Deep Space Separable Distillation for Lightweight Acoustic Scene Classification
ShuQi Ye, Yuan Tian
TL;DR
This paper tackles acoustic scene classification (ASC) with the goal of achieving high accuracy while remaining lightweight for practical deployment. It introduces the Deep Space Separable Distillation Network (DSSDN), built from Deep Space Separable Operators (DSSO) and Deep Space Separable Distilled Blocks (DSSDB), and incorporates a log-Mel frequency-axis cutting strategy to emphasize informative low-frequency features. Three lightweight operators—Separable Convolution (SC), Orthonormal Separable Convolution (OSC), and Separable Partial Convolution (SPC)—drive three DSSDN variants (Large, Middle, Small), which substantially reduce parameters and MACs yet maintain competitive accuracy on the TAU Urban Acoustic Scenes 2020 Mobile dataset. Ablation studies confirm the contributions of both the DSSDB distillation blocks and the DSSO components. Overall, the approach achieves strong ASC performance with sub-1M parameter counts and sub-GMACs, enabling efficient deployment in real-world audio systems, with reported gains around 9.8 percentage points over mainstream baselines.
Abstract
Acoustic scene classification (ASC) is highly important in the real world. Recently, deep learning-based methods have been widely employed for acoustic scene classification. However, these methods are currently not lightweight enough as well as their performance is not satisfactory. To solve these problems, we propose a deep space separable distillation network.

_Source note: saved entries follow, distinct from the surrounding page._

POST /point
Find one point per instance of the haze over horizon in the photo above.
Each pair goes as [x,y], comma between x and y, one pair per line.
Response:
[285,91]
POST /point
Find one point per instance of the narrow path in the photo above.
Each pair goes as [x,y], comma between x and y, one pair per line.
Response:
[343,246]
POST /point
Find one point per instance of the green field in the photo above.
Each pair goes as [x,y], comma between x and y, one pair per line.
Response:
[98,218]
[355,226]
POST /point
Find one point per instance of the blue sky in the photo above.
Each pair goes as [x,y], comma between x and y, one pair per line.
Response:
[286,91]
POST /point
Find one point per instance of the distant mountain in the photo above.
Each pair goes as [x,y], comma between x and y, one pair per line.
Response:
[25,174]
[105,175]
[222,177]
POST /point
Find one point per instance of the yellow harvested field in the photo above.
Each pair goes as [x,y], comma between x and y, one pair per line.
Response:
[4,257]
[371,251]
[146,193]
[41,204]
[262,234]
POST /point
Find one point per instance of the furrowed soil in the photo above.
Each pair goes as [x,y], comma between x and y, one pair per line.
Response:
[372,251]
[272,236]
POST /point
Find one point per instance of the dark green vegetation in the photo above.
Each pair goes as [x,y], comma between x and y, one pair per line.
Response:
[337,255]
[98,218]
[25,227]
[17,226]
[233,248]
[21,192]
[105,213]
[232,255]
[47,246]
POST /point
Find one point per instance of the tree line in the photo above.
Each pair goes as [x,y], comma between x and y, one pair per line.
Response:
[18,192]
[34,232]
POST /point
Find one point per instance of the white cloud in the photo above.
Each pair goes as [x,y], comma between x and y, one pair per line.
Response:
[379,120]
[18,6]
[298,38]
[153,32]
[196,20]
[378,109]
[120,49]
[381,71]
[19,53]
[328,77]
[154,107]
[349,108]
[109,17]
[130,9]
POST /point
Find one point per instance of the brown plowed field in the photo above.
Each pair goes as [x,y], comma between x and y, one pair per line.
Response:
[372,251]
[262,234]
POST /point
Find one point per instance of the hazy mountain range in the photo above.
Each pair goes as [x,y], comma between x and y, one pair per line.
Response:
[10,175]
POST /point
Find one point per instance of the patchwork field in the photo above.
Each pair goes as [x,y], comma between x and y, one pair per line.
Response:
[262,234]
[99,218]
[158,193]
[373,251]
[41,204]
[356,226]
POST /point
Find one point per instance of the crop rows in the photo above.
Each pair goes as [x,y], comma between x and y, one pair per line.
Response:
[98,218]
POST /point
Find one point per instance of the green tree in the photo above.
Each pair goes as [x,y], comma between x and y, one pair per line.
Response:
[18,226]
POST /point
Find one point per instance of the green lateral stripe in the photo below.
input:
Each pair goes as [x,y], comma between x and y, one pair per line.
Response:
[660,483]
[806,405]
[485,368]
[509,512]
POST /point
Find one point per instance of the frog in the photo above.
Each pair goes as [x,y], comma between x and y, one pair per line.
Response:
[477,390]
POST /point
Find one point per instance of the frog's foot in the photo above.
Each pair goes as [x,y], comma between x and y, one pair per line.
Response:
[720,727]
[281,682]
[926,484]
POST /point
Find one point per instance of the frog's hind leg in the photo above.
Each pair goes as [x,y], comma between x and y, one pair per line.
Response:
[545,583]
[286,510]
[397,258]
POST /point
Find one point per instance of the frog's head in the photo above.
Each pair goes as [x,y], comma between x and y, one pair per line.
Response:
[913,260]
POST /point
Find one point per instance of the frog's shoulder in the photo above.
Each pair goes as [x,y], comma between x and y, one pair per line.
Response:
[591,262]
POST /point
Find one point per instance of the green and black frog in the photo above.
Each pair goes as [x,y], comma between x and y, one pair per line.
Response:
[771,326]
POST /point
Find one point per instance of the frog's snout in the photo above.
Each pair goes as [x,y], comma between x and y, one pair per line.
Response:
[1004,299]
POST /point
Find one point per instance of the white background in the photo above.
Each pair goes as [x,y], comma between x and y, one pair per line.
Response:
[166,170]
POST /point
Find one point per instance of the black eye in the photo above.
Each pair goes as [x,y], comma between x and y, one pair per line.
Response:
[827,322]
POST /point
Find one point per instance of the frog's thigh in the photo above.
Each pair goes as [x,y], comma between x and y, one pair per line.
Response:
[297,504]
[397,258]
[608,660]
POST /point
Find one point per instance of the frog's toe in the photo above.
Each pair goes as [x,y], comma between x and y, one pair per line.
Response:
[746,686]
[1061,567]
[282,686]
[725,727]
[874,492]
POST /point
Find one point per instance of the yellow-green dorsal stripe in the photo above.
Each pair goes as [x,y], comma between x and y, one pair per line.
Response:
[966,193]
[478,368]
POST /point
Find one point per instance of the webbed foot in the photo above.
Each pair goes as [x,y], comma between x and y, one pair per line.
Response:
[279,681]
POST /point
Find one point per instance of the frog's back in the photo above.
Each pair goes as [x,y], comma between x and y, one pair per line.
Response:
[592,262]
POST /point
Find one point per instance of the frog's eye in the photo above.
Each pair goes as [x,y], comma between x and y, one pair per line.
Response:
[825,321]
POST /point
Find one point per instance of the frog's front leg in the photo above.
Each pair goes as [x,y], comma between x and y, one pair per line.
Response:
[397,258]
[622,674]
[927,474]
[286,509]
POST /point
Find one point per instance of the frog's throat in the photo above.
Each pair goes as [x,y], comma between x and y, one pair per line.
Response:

Firstly, the network performs high-low frequency decomposition on the log-mel spectrogram, significantly reducing computational complexity while maintaining model performance. Secondly, we specially design three lightweight operators for ASC, including Separable Convolution (SC), Orthonormal Separable Convolution (OSC), and Separable Partial Convolution (SPC). These operators exhibit highly efficient feature extraction capabilities in acoustic scene classification tasks. The experimental results demonstrate that the proposed method achieves a performance gain of 9.8% compared to the currently popular deep learning methods, while also having smaller parameter count and computational complexity.